Most patients with acute myocarditis and mild cardiac involvement recover without long-term sequelae. However, those patients with advanced cardiac involvement may have a more varied outlook. Of these, at least one-third of patients will have residual ventricular dysfunction, around 25% will progress to transplantation or death, and the remainder will recover and have normal ventricular function.1,2
Various diagnostic tests are used to assess heart function, but a test that predicts the prognosis of heart failure and thereafter helps clinicians to intervene earlier in those patients with a poor prognosis is still lacking.3 Cardiac power index (CPI) (mean arterial blood pressure x cardiac index x 0.0022) has been demonstrated to be an important haemodynamic predictor of mortality and adverse events in patients with various cardiac diseases.4-9 However, its prognostic impact on patients with inflammatory cardiomyopathy is less well investigated.
All patients with biopsy-proven inflammatory cardiomyopathy undergoing invasive haemodynamic assessment with longitudinal follow-up were retrospectively analysed and classified into two groups. Group 1 represented patients with a normal CPI (≥0.5 W/m²) and Group 2 represented patients with a diminished CPI (<0.5 W/m²). The combined primary endpoint was cardiac death, aborted sudden cardiac death, heart transplantation, and left ventricular assist device implantation.

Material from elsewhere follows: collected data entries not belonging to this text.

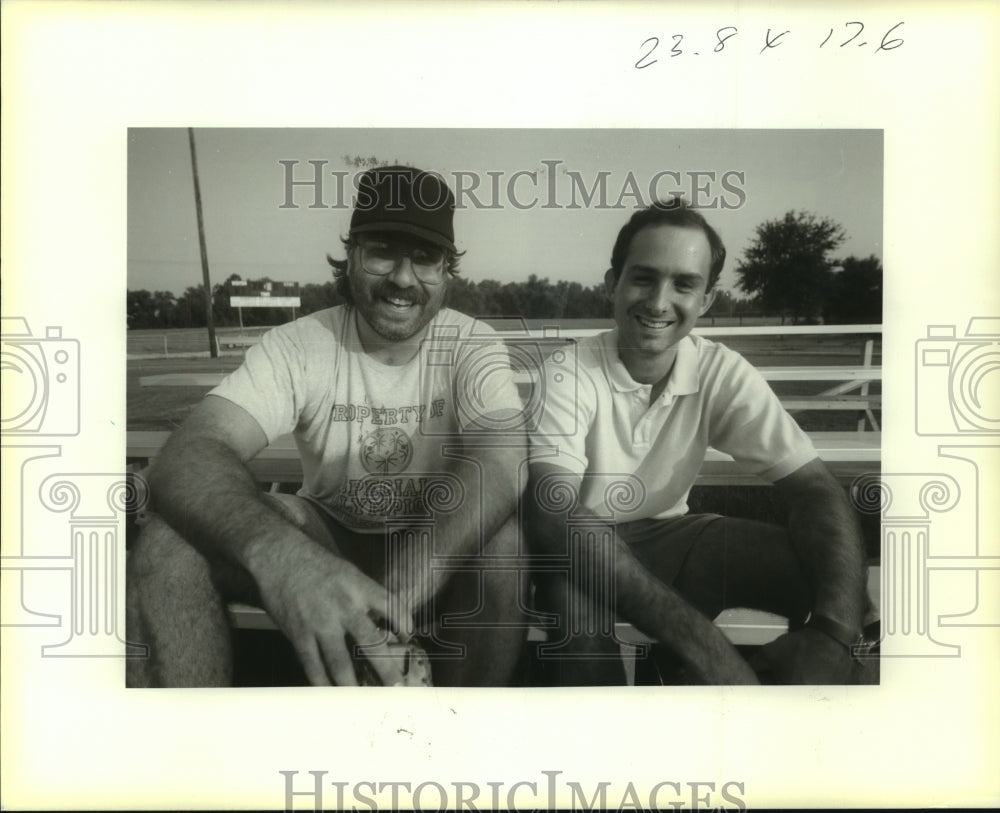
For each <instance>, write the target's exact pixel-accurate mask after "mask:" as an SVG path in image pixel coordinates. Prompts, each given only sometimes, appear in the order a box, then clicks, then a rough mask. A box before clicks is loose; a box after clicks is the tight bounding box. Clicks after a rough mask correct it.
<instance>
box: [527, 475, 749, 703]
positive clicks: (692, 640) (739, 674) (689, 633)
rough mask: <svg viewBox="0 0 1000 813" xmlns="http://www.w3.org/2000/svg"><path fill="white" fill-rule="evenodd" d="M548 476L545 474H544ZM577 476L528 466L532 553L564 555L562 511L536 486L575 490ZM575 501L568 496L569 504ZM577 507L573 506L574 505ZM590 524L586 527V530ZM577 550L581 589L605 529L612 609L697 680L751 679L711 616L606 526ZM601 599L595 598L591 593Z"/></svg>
mask: <svg viewBox="0 0 1000 813" xmlns="http://www.w3.org/2000/svg"><path fill="white" fill-rule="evenodd" d="M550 478H551V479H550ZM581 482H582V478H581V476H580V475H575V474H572V473H570V472H568V471H567V470H565V469H563V468H561V467H559V466H554V465H552V464H550V463H542V462H537V463H533V464H532V465H531V476H530V481H529V485H528V490H527V494H526V495H525V500H526V523H527V527H528V528H530V538H531V543H532V545H533V549H534V551H535V552H538V553H544V554H548V555H559V554H564V553H565V551H566V549H567V544H566V523H567V515H568V510H569V509H567V510H558V511H557V510H552V506H546V505H542V504H541V503H542V500H540V499H539V494H540V493H541V492H540V487H541V488H543V489H544V490H545V491H547V492H549V493H553V492H552V488H553V486H554V485H555V483H558V484H559V485H558V486H556V487H557V489H565V490H564V491H563V492H562V493H564V494H567V493H568V494H573V495H577V496H578V495H579V493H580V484H581ZM576 501H577V500H573V502H574V503H575V502H576ZM577 510H579V509H577ZM591 527H593V526H588V530H589V529H590V528H591ZM594 530H595V531H596V532H595V533H588V534H587V536H586V538H585V539H584V540H582V542H583V545H582V546H581V548H580V549H577V551H576V552H577V553H579V555H580V556H581V561H573V562H571V564H570V569H571V572H570V578H571V579H572V581H573V583H574V586H576V587H577V588H578V589H579V590H581V591H586V590H587V589H588V587H587V585H585V584H584V582H585V581H586V573H587V570H588V568H587V567H586V565H585V564H584V561H590V562H592V561H594V560H595V559H596V558H597V557H599V556H607V555H608V551H602V550H601V548H600V547H599V546H600V545H601V541H600V540H601V537H602V536H605V533H604V532H606V533H607V534H609V535H610V537H611V538H612V540H613V541H612V548H611V551H610V555H611V556H613V559H614V596H613V597H604V599H603V600H609V601H611V602H612V603H613V605H614V610H615V612H616V613H617V614H618V615H620V616H621V617H622V618H624V619H625V620H627V621H629V622H630V623H632V624H633V625H634V626H635V627H636V628H637V629H639V630H641V631H642V632H644V633H645V634H647V635H649V636H650V637H652V638H654V639H656V640H657V641H659V642H661V643H663V644H665V645H666V646H668V647H670V648H671V649H672V650H673V651H674V652H676V653H677V654H678V656H680V657H681V658H682V659H683V660H684V661H685V663H687V664H688V665H689V666H690V667H691V668H692V669H693V670H694V671H695V672H696V673H697V674H698V675H699V676H700V677H701V678H702V679H703V680H705V681H706V682H707V683H712V684H720V685H725V684H753V683H757V679H756V676H755V675H754V673H753V670H752V669H750V667H749V665H748V664H747V663H746V662H745V661H744V660H743V658H741V657H740V655H739V654H738V653H737V652H736V649H735V648H734V647H733V646H732V644H730V643H729V641H728V640H727V639H726V637H725V636H724V635H723V634H722V631H721V630H719V628H718V627H716V626H715V624H713V623H712V621H711V620H709V619H708V618H706V617H705V616H704V615H702V613H700V612H699V611H698V610H697V609H695V608H694V607H693V606H691V605H690V604H689V603H688V602H687V601H685V600H684V599H683V598H682V597H681V596H680V594H678V593H677V591H676V590H674V589H673V588H672V587H670V586H669V585H665V584H663V583H662V582H661V581H660V580H659V579H657V578H656V577H655V576H653V574H651V573H650V572H649V571H648V570H647V569H646V568H645V567H644V566H643V565H642V563H641V562H639V561H638V560H637V559H636V558H635V556H634V555H633V554H632V552H631V551H630V550H629V548H628V545H626V544H625V542H624V541H622V540H621V539H620V538H619V537H618V536H617V534H615V533H614V529H613V527H612V526H610V525H608V526H605V527H604V528H596V529H594ZM595 598H598V600H601V597H595Z"/></svg>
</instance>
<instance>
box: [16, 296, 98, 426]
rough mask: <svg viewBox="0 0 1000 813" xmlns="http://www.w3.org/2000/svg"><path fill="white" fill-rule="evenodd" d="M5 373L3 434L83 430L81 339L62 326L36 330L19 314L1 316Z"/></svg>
mask: <svg viewBox="0 0 1000 813" xmlns="http://www.w3.org/2000/svg"><path fill="white" fill-rule="evenodd" d="M0 370H2V372H3V387H2V395H0V400H2V408H0V434H3V435H5V436H18V435H36V436H37V435H42V436H49V437H52V436H72V435H78V434H79V433H80V343H79V342H78V341H77V340H76V339H64V338H63V337H62V328H60V327H54V326H49V327H47V328H46V329H45V336H44V338H43V337H36V336H34V335H33V334H32V332H31V329H30V328H29V327H28V323H27V321H26V320H25V319H23V318H21V317H6V316H5V317H3V318H2V319H0Z"/></svg>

One hundred and sixty-seven patients (mean age: 60±11 years; 71% male) were available for analysis and the mean CPI was 0.43±0.14 W/m2 (Group 1: 0.62±0.12 W/m2 versus Group 2: 0.37±0.083 W/m2; p<0.001). At presentation, a lower CPI was associated with lower systolic, diastolic, and mean blood pressure; lower ejection fraction; lower cardiac output; higher pulmonary vascular resistance; and higher right ventricular pressure.
Over a mean of 3.6±2.4 years of follow-up, there were 7 deaths, 12 incidences of aborted sudden cardiac death, 3 transplants, and 2 left ventricular assist device placements. Diminished CPI was associated with an increased incidence of the combined primary endpoint (hazard ratio: 3.4; 95% confidence interval: 1.29–8.98). Event-free survival by Kaplan–Meier estimate was significantly lower in Group 2 than Group 1 (80.1% versus 97.4%, respectively; p<0.01).
In conclusion, patients with inflammatory cardiomyopathy and a low CPI had an increased incidence of the combined primary endpoint during long-term follow-up compared to patients with a normal CPI.